Ильин направился в хату.
– Вы заместителя пришлите, – крикнул Вергасов вдогонку. – Чего вы сами все бегаете?
– Он болен, товарищ капитан. Приходится самому.
«Конечно ж, самому. А другого на его место временно назначить не додумается».
Документация оказалась в полном порядке. Все было написано чернилами, четким красивым почерком.
– Вы что же, и на передовой собираетесь чернилами писать?
– Если не будет чернил, буду карандашом, – попытался улыбнуться Ильин.
Вергасов, почти не держась рукой, вскочил в седло и вполоборота кинул Ильину:
– Позанимайтесь сейчас строевой. Лично вы. Ясно? Завтра приду проверю.
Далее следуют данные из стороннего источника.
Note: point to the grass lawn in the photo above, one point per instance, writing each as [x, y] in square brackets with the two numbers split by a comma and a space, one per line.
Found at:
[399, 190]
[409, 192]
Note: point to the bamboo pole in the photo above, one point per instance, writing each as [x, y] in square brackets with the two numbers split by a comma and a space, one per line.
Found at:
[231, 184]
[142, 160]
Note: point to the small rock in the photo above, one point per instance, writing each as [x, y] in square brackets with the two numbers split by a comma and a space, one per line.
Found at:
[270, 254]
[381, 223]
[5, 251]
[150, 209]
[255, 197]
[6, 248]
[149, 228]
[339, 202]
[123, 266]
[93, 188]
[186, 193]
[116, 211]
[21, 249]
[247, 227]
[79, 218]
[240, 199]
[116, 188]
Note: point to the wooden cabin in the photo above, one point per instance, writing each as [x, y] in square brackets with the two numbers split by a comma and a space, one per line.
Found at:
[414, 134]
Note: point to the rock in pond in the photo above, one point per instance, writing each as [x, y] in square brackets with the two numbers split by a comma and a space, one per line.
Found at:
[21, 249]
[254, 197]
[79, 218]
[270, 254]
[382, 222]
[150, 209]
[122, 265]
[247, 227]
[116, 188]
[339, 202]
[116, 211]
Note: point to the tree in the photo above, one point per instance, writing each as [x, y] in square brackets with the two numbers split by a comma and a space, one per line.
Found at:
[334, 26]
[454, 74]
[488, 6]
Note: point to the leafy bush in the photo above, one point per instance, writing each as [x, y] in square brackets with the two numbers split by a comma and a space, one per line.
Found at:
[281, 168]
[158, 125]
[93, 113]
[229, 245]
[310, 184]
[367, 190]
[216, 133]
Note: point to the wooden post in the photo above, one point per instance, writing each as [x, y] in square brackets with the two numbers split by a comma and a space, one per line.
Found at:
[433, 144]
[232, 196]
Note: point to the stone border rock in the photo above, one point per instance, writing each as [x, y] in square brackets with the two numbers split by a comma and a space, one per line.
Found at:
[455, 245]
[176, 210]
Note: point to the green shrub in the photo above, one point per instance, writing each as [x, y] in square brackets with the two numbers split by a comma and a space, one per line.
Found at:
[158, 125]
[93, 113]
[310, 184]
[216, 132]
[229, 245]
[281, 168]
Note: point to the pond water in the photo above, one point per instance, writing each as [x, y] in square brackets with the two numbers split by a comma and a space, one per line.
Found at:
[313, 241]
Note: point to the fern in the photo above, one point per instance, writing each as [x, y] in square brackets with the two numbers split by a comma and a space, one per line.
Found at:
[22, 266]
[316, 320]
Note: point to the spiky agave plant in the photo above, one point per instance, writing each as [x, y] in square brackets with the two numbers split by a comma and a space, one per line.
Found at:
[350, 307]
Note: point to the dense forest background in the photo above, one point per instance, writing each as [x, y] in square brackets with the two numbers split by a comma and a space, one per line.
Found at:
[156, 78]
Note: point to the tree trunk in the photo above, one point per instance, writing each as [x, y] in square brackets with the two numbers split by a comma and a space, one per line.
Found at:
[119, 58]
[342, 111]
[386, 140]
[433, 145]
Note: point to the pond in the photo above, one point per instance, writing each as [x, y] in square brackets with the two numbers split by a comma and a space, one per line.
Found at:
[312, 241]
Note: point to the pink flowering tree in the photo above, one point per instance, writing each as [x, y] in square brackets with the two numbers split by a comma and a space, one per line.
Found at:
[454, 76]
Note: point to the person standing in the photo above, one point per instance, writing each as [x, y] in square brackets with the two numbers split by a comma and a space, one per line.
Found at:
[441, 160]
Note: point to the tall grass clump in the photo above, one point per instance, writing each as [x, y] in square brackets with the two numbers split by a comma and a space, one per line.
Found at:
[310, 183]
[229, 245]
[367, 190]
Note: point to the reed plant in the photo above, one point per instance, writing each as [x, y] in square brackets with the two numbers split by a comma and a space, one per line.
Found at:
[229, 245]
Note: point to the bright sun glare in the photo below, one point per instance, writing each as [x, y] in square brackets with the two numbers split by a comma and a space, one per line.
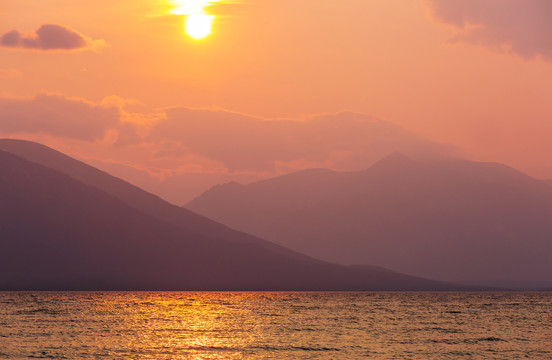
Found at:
[198, 23]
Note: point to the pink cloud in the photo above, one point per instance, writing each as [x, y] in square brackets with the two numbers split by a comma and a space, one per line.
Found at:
[50, 37]
[523, 27]
[9, 73]
[245, 143]
[58, 116]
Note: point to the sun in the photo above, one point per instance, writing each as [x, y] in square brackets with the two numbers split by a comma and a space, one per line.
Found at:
[199, 26]
[198, 23]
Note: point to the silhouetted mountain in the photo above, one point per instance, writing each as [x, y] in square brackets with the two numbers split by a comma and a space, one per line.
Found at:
[132, 195]
[59, 233]
[454, 220]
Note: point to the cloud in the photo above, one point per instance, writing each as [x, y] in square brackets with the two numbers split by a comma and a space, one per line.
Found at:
[523, 27]
[58, 116]
[343, 141]
[50, 37]
[10, 73]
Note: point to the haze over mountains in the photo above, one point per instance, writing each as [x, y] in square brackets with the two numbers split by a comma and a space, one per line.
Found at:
[61, 233]
[450, 220]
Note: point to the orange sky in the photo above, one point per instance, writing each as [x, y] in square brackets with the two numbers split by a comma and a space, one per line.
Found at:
[475, 79]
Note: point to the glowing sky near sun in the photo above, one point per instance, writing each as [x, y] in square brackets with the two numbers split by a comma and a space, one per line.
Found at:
[108, 73]
[198, 22]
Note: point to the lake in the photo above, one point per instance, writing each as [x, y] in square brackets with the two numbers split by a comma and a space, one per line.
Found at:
[206, 325]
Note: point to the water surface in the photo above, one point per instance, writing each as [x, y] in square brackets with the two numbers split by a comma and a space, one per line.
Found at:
[276, 325]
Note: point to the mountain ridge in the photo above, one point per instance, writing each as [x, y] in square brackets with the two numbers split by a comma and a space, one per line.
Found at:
[457, 219]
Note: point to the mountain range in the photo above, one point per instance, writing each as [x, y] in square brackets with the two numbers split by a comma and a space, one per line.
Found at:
[453, 220]
[67, 226]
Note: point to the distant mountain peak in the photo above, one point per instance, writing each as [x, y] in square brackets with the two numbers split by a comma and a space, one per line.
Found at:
[395, 161]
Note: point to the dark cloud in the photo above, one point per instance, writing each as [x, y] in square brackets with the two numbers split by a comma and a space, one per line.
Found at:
[244, 143]
[50, 37]
[57, 115]
[520, 26]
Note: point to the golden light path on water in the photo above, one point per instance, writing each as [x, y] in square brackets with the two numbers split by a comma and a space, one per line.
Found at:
[198, 22]
[261, 326]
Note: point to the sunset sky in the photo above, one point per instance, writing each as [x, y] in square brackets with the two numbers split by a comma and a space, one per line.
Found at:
[279, 85]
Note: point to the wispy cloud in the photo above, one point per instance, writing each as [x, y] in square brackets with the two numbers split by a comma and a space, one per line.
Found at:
[523, 27]
[50, 37]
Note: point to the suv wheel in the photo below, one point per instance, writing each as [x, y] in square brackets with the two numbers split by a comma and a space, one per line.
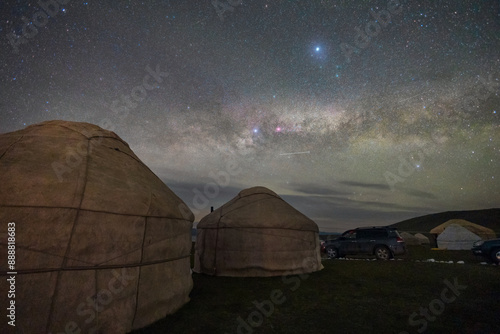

За воротами он свернул влево и направился к Коновалову, но на полпути вспомнил, что в 18:00 нужно отправить в штадив карту обороны батальона, и, выругавшись про себя, затрусил рысцой в сторону мельницы.
«Куда б его сплавить, черт возьми? – думал он дорогой. – Поговорить, что ли, с Петрушанским? Наверно, им в штабе такой тип нужен. Геморройной работы у них хватает. А я бы Сергеева на его место поставил. Ей-богу, поговорю с Петрушанским».
– 3 –
На другой день Вергасов приехал все-таки во вторую роту. Зачем – он и сам точно не знал. Проверять строевую подготовку не было никакого смысла – люди готовились не к параду, а к войне, да и батальон по строевой считался первым в полку, но погода стояла хорошая, проехаться верхом приятно, а на обратном пути можно и к Коновалову заглянуть. Одним словом, поехал.
Ильина он застал в поле. Человек десять солдат, без рубашек и совсем коричневые от загара, сидели вокруг него кружком, а он что-то рассказывал.
Когда Вергасов приблизился, все встали, и командир роты отрапортовал, что в таком-то взводе идут политзанятия. Голос у Ильина был глухой, тихий, и, когда он докладывал, казалось, что он в чем-то оправдывается. В одном месте он запнулся и, наклонив голову и наморщив брови, три раза повторил одно и то же слово.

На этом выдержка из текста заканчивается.